• There was no discussion to revive the World Trade Organization’s (WTO) Appellate Body (AB), which has been redundant since 2019, at the recently concluded 12th ministerial conference.
  • WTO was established to provide a platform for negotiations for liberating trade and creating rules, as well as to monitor and administer multilateral trades.
  • One of the key objectives was also to address the grievances between its members by acting as a court for global trade.
  • The Appellate Body, set up in 1995, is a standing committee of seven members with a limited four-year term that presides over appeals against judgments passed in trade-related disputes brought by WTO members.
  • Disputes arise when a member country observes that another member government is breaching a commitment, or a trade agreement made at the WTO.
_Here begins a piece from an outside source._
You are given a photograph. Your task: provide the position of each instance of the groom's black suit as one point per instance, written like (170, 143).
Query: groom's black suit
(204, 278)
  • Trade remedies under WTO guidelines mean that members are prohibited from raising their tariffs above a certain margin. But it offers a provision for governments to break these rules to apply trade remedies, which include anti-dumping duties, wherein the market is distorted by the manufacturing country by exporting the goods at a cheaper rate than the market.
  • Countries are allowed to make the move to defend its cheap imports and other offsetting duties to protect itself from subsidised imports to safeguard tariffs countering the import hikes.


  • The United States stopped the process of reappointing judges, after their terms expired in 2017. In December 2019, the number of judges in the court fell below three — the minimum required.
  • It believes the WTO is biased against it, and has criticised it for being “unfair”.
  • At least three people are required to preside over an appeal, and if new members are not appointed to replace the two retiring ones, the body will cease to be relevant.
  • Over 600 cases reached the body since its formation in 1995 and rulings were issued in some 350.
  • It has even blamed that the AB has failed to issue rulings within the 90-day deadline.
  • Several U.S. provisions for imposing countervailing and anti-dumping measures are found to be inconsistent with core provisions of the WTO agreements.


  • With the Appellate Body unable to review new applications, there is already great uncertainty over the WTO’s dispute settlement process.
  • If the body is declared non-functional, countries may be compelled to implement rulings by the panel even if they feel that gross errors have been committed.
  • Countries may refuse to comply with the order of the panel on the ground that it has no avenue for appeal. It will run the risk of facing arbitration proceedings initiated by the other party in the dispute.
  • This also does not bode well for India, which is facing a rising number of dispute cases, especially on agricultural products.
  • In the backdrop of rising trade tension between the US and China, the overall weakening of the WTO framework could have the effect of undoing over two decades of efforts to avoid protectionism in global trade.
  • The other long-term solutions include regular meetings of the WTO members with the Appellate body to ensure effective communication and immediate redressal mechanism.
  • Thus, all the nations must come together to bring in a common ground to address the crisis so as to not be faced with the worst-case scenario.